Шпион оказался странный. С первых его фраз Пётр выставил за дверь конвойных, которые покинули тесную клетушку с облегчением: там было места как раз для двоих. Несмотря на это, они помедлили, размышляя, не нужно ли настаивать на том, чтобы остаться и послушать, или не стоит связываться с начштаба. Всё же на такие приказы, как оказалось, его авторитета ещё хватало. Особенно, как в этом случае, когда приказ был к обоюдному физическому удовлетворению. Вот вывести и отпустить задержанного или, напротив, собственноручно расстрелять его он бы не мог. Во всяком случае, без опасных последствий для себя. А так – подозрительно, конечно, и, наверное, очередной донос в адрес или непосредственно в уши Крыленко Пётр себе обеспечил, но что было делать?

Дело в том, что на шпиона задержанный походил мало. Слишком заметный. Во многом.

Он не очень-то хорошо говорил по-русски. И его акцент не походил на акцент никакой нации, известной Петру. Речь его напоминала более всего какой-то диалект русского языка. Такого диалекта Пётр, правда, тоже не знал. Но не мог же он знать все языки мира (и акцент говорящего на каждом из них, когда он переходит на не родной ему русский). И все диалекты русского.

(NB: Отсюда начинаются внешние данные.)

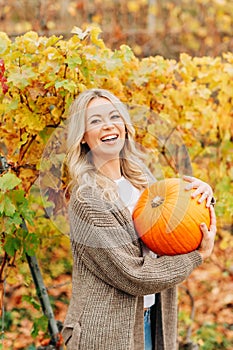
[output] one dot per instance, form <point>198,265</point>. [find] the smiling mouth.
<point>109,138</point>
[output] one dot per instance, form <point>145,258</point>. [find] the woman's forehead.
<point>100,105</point>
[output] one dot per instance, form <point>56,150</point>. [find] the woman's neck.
<point>110,168</point>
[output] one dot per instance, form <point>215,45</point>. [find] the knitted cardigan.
<point>110,277</point>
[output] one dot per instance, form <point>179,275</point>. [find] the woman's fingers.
<point>202,189</point>
<point>207,243</point>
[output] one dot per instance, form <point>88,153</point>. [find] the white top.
<point>130,195</point>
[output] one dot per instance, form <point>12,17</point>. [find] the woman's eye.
<point>115,116</point>
<point>95,121</point>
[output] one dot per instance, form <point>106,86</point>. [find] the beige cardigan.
<point>110,278</point>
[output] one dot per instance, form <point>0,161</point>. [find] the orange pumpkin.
<point>168,219</point>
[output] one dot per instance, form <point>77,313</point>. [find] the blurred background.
<point>149,27</point>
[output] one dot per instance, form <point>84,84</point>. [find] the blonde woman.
<point>114,276</point>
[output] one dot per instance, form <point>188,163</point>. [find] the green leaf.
<point>11,245</point>
<point>9,181</point>
<point>31,243</point>
<point>31,300</point>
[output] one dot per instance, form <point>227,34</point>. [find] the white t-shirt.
<point>130,195</point>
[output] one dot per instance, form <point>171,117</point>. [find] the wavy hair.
<point>81,169</point>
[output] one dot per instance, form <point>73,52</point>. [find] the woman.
<point>112,271</point>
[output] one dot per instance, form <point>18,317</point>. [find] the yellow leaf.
<point>4,43</point>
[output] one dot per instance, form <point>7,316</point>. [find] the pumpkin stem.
<point>157,201</point>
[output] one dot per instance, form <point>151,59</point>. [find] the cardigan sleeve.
<point>107,244</point>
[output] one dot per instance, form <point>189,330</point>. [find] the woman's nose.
<point>108,124</point>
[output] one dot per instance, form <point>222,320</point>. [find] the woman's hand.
<point>207,243</point>
<point>202,188</point>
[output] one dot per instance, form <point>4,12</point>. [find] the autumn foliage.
<point>40,76</point>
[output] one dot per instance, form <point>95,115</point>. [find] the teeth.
<point>109,138</point>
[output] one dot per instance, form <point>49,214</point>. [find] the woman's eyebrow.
<point>99,115</point>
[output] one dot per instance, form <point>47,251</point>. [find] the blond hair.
<point>82,171</point>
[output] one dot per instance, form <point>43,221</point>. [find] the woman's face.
<point>105,129</point>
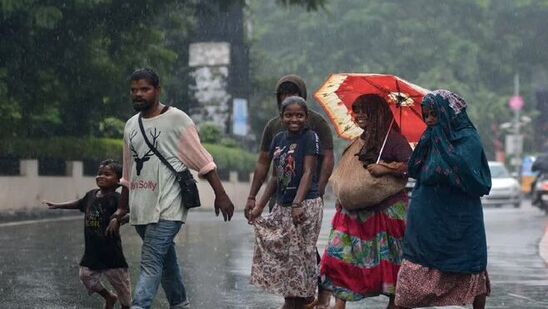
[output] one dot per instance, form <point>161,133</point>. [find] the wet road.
<point>39,262</point>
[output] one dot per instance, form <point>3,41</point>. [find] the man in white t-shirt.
<point>150,189</point>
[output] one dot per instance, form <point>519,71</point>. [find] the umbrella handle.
<point>384,142</point>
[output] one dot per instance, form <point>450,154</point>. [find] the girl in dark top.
<point>102,254</point>
<point>284,260</point>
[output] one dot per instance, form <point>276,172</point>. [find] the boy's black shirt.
<point>101,251</point>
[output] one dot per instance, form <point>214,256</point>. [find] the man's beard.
<point>141,106</point>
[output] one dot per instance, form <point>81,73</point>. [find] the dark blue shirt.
<point>288,152</point>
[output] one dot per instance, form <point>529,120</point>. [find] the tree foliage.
<point>473,47</point>
<point>64,63</point>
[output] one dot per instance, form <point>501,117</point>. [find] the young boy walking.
<point>103,254</point>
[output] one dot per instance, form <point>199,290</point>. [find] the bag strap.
<point>156,152</point>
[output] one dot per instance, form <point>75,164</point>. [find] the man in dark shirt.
<point>291,85</point>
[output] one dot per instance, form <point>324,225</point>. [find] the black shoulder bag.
<point>189,191</point>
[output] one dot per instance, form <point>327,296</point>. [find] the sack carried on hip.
<point>355,188</point>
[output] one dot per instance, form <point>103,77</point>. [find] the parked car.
<point>505,189</point>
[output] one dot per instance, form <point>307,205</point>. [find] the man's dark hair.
<point>147,74</point>
<point>114,165</point>
<point>288,88</point>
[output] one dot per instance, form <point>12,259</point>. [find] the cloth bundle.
<point>353,185</point>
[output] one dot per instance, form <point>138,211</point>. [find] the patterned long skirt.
<point>420,286</point>
<point>284,261</point>
<point>364,252</point>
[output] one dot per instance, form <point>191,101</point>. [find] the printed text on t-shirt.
<point>143,185</point>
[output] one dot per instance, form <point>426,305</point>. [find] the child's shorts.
<point>118,278</point>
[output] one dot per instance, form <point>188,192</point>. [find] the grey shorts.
<point>117,277</point>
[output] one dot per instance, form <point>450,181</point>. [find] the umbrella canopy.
<point>339,91</point>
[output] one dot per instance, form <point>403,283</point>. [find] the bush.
<point>98,149</point>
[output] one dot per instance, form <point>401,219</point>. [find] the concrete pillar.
<point>28,168</point>
<point>75,169</point>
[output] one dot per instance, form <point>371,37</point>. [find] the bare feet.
<point>322,302</point>
<point>110,301</point>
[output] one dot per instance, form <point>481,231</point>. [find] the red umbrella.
<point>339,91</point>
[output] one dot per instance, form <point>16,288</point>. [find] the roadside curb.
<point>543,246</point>
<point>24,222</point>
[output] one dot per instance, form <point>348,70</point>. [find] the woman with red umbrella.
<point>364,251</point>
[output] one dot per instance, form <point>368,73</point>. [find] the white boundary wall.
<point>26,191</point>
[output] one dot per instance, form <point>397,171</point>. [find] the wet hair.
<point>114,165</point>
<point>379,118</point>
<point>147,74</point>
<point>294,100</point>
<point>287,88</point>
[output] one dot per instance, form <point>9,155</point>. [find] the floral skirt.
<point>420,286</point>
<point>284,261</point>
<point>364,252</point>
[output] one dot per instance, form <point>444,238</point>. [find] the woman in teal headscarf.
<point>445,250</point>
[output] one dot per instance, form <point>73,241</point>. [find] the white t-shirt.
<point>153,192</point>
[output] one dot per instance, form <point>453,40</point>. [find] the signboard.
<point>515,103</point>
<point>239,117</point>
<point>209,54</point>
<point>513,144</point>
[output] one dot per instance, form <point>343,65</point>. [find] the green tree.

Не вполне правильная речь не столько обличала задержанного, как шпиона, сколько обеляла: не могли немцы и австрияки быть столь глупы, чтобы послать на задание какого-нибудь, скажем для примера, болгарина, не выучившегося русскому так, чтобы тотчас не засыпаться.

Одежда его была ещё более нелепой. Собственно, одеждой задержанному служила какая-то дырявая тряпка, наверченная на тело. Головного убора и обуви не наблюдалось вовсе. Похоже, он оказался по какой-то причине на улице голым (в конце ноября!) и закутался в первое, что попалось под руку, даже не обноски, а какую-то ветошь.

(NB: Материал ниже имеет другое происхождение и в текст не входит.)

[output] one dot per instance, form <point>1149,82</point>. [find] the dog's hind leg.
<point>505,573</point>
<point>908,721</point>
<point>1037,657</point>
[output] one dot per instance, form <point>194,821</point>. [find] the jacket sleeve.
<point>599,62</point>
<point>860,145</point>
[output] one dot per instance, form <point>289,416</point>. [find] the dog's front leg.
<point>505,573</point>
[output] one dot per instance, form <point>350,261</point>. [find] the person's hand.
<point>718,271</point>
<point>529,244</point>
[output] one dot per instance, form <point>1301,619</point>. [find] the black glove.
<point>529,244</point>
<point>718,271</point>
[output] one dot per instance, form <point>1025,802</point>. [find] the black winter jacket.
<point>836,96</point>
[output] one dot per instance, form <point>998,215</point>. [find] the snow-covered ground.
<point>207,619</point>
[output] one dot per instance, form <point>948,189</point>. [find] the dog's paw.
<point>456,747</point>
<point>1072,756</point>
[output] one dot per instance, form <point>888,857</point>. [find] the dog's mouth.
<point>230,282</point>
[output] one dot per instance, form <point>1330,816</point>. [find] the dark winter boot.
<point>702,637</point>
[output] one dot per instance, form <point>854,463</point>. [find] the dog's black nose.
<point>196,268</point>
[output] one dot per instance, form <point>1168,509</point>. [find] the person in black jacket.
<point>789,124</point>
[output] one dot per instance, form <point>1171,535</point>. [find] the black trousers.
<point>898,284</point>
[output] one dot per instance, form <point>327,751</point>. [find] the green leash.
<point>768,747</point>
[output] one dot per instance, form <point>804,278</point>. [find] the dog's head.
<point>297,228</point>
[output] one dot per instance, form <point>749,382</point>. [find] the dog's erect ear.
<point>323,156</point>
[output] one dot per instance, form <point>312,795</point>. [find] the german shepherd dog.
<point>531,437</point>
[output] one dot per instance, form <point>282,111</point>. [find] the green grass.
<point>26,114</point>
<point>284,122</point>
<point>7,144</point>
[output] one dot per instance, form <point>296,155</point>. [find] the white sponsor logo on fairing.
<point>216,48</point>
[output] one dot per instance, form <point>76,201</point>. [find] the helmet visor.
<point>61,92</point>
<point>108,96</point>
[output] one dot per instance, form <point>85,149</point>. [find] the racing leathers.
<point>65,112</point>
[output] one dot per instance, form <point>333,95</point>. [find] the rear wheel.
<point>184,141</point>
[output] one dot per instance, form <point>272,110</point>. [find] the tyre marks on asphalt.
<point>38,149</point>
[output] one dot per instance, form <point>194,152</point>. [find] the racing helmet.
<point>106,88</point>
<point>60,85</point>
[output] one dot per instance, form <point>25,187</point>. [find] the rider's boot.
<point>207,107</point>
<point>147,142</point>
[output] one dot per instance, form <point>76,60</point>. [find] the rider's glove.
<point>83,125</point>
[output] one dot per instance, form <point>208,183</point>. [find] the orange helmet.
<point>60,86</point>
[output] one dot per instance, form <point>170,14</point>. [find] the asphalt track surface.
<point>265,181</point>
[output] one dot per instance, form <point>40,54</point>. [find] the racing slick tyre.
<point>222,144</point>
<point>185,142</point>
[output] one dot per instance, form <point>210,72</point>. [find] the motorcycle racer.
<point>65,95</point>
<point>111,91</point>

Но что ещё интереснее, хотя эта тряпка была не только рваной, но и грязной, тело, выглядывающее там и здесь в её прорехи – изумительно чистым. Красным от холода, да, но дико, подозрительно чистым. Пётр сам не отказался бы от возможности мыться чаще, чем раз в неделю или две, а этот субъект, похоже, принимал душ не ранее часа назад.

Правда, босые ноги у него были очень грязными. Поймав недовольный взгляд на них начштаба, сопровождающие доложили, что заставили нищего (?) долго и старательно вытирать ноги при входе в штаб, но, видимо, сколько он ими ни шаркал о тряпку, чистыми его ступни не стали. Но и то – грязными ноги были только по щиколотку, выше – только что не светились от той же поразительной на фронте чистоты, что и остальное тело.





Всё это подтверждало рассказ сопровождающих о его аресте: догонять и валить в грязь его не пришлось, он сам подошёл к часовому и потребовал встречи с начштаба Особой армии генерал-майором Пётром Никитичем Буровым. Вот вынь да положь ему означенного Бурова, а ни с кем другим он разговаривать не желает. Такое требование со стороны такого фантастического оборванца, к тому же, непонятно откуда появившегося в расположении Особой армии в непосредственной близости к штабу, вкупе с его странной речью, немедленно привела к тому, что часовой посчитал его шпионом. Воображение и фантазия часовому не положены. Он заставил наглого нищеброда стоять неподвижно, подняв руки, и вызвал наряд…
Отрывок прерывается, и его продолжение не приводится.